IT'S hard to derail Tim Fischer from his favourite conversation topic trains but it's an entertaining journey.
The former political leader, military veteran and recently-retired ambassador to the Holy See travelled to Warrnambool by rail for an appointment as guest speaker at last night's Better Connections conference.
He will return as a railway passenger to Melbourne this morning.
The 66-year-old used the transport topic as part of his pitch on how regional Australia could improve opportunities for business and education to work together.
"Regions will be in better shape with better transport and education," he told The Standard before the conference.
"The real key to decentralisation is transport infrastructure.
"If you can offer travel of one-and-a-half hours from Warrnambool to Melbourne or one hour from Warrnambool to Geelong the population will boom.
"The connection between business and education is essential in building the fabric of the region's economy.
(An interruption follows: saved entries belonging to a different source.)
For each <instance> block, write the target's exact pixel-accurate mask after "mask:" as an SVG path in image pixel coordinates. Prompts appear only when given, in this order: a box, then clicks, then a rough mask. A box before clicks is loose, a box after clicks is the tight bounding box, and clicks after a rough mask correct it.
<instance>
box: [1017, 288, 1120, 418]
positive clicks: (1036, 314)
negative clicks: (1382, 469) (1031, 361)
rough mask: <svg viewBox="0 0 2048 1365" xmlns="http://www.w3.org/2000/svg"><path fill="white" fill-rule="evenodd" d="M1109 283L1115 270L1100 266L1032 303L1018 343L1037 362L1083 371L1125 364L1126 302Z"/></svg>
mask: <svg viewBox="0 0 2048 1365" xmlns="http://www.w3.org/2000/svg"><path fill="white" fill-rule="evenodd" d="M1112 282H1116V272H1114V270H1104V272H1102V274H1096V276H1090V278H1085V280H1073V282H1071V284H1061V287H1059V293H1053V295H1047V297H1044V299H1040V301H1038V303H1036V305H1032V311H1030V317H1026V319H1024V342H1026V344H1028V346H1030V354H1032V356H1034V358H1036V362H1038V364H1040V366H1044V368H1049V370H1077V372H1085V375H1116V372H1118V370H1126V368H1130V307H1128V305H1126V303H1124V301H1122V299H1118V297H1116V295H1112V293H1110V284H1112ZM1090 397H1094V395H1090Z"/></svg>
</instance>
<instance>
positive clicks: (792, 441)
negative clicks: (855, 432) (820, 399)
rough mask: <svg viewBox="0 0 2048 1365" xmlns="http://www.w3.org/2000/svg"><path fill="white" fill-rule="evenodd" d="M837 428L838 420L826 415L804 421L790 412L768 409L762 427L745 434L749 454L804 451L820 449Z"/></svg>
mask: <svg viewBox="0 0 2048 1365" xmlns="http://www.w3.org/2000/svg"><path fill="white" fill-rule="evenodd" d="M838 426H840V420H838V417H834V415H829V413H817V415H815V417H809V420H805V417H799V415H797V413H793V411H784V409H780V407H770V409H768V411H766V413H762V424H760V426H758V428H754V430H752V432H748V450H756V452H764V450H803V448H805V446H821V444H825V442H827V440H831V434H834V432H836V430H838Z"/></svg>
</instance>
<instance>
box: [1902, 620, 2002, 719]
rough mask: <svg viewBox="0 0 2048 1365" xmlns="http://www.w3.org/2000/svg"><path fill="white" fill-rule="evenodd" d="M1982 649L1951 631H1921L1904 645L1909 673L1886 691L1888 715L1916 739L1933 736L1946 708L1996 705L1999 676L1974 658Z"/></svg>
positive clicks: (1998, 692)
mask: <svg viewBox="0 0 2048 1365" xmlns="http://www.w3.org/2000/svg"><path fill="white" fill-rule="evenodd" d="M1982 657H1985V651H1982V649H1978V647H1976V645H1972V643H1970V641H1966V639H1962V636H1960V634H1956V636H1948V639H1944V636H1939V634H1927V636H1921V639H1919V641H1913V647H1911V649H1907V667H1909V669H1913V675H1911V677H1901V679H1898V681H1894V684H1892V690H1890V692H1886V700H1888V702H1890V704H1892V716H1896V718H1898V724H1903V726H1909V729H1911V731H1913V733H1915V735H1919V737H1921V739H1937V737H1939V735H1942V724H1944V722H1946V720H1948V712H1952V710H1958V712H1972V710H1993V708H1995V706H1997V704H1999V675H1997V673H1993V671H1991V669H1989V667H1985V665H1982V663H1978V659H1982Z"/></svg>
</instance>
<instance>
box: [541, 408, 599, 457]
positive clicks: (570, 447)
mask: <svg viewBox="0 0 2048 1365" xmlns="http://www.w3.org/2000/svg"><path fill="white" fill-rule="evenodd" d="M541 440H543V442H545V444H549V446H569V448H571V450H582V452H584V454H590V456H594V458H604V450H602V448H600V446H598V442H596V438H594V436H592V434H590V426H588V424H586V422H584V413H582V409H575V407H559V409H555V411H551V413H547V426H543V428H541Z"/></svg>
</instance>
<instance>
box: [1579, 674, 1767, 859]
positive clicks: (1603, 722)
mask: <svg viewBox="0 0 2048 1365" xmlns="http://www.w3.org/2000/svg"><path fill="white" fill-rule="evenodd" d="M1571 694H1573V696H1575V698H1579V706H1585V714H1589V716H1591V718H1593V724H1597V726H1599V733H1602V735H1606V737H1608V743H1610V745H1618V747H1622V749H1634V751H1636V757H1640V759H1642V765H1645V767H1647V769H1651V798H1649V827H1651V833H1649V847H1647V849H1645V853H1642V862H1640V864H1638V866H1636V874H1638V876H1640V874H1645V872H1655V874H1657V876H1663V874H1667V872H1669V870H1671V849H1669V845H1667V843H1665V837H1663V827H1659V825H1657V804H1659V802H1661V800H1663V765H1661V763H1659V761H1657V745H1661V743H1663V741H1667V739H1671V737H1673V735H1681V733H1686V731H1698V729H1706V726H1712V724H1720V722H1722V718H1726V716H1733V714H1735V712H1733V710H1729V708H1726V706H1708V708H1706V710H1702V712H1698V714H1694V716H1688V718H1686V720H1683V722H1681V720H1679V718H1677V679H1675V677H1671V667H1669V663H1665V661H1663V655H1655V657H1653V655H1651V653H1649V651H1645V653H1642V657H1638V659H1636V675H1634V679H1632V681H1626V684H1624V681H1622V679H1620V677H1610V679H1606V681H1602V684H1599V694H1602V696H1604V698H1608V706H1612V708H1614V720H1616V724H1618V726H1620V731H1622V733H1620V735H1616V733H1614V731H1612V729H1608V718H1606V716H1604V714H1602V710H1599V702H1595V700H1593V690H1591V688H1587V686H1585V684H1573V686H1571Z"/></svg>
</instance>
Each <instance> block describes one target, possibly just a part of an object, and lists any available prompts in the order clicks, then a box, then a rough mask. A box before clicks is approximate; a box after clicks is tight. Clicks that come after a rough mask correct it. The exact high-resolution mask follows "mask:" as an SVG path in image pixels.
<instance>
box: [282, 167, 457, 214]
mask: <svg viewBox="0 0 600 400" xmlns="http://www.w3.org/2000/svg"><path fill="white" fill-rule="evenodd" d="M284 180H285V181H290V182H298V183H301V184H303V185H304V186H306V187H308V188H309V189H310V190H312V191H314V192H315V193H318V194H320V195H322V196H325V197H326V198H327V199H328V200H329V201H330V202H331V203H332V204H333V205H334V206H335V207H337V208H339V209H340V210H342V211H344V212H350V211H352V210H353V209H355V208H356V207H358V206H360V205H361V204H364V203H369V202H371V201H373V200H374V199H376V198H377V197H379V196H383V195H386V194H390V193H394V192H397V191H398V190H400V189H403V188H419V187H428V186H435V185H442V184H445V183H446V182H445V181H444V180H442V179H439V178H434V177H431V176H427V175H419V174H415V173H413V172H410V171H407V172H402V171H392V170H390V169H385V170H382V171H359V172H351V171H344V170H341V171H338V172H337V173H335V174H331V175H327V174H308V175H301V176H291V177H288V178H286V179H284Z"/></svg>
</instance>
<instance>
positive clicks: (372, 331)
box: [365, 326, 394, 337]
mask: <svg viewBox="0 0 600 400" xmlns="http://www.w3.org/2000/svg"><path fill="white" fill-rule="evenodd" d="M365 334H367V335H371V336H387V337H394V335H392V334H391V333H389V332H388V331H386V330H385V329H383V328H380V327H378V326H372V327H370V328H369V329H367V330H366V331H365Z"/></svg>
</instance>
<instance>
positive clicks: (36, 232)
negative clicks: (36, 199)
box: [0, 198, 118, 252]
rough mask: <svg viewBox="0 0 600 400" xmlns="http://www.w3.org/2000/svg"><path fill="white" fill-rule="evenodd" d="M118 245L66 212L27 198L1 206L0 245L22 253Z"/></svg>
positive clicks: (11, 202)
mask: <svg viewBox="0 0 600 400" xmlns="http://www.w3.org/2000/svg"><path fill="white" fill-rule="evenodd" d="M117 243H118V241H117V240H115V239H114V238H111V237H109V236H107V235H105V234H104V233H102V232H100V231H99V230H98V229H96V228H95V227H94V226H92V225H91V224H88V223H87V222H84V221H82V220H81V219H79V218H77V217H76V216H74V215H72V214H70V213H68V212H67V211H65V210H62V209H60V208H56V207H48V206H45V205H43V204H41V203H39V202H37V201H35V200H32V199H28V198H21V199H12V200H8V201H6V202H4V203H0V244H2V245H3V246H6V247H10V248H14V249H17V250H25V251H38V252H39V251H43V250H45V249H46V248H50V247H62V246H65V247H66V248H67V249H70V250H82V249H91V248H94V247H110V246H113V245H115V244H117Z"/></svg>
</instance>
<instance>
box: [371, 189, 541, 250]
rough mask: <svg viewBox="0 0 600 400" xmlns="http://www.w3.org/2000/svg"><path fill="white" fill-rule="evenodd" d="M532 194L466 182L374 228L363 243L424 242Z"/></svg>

"It is about education, energy and export the three Es."
He referred to a quote by John Monash in 1930 that the best hope for Australia was the ballot box and good education.
He saw good examples of co-operation between business and schools, TAFEs and universities producing good ideas for regions.
"The south-west is very well located and plugged in," he said. "Education and opportunity will make or break regions."
Mr Fischer said high-speed broadband was part of the change.
He referred to completion of the telecommunications line between Melbourne and London 140 years ago.
"Suddenly the communication time dropped from three months to three hours or less," he said. "Think of the revolution that caused.
"Modern communications are opening up new opportunities for people in the regions and outback."
Last night's conference was organised by South West TAFE and the Local Learning and Employment Networks.
The network, which aims to help students move from school to work and tertiary studies is celebrating its 10th anniversary.